You've restated what I wrote, hence I don't disagree with you.
Note that we don't know how hard this bar would be. There are things like
'clumping' of expertise, such that that in any specialised area in a technical
field the people working in it tend to be drawn from a much smaller group than
the set of all people qualified in the field. I.e. the set people who *write*
compiler A are less independent from those who author compiler B. Hence
your assumption that the attacker would have to *hack* into the other
compiler is unsafe. Rather they could simply transition from working on A to B,
either as part of their normal career progression or at least seemingly so.

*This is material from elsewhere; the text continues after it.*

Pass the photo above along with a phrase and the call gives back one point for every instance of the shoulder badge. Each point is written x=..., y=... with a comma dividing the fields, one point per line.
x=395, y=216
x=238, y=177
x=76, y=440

Next, as dwheeler also notes in his paper, it may be hard to obtain another
unsubverted compiler. Indeed, looking carefully at his work it seems his proofs
specifically require 1 compiler-compiler that can be absolutely trusted to
compile the general compiler correctly, as the starting point of the process. (I
thought at first that perhaps a set was sufficient, such that you didn't have
to know which compiler was trustable, as long as you could be confident at
least one compiler was). See the first sentence of 8.3 in his thesis, and the
multiple discussions of the role of a trusted compiler in the DDC process.
So this still seems to boil down to "you have to write (or verify all the source)
of your compiler in order to really be able to trust it".
I'm not poo-poo'ing the work per se, just saying this good work is slightly
marred by the overly grand claim made in its title.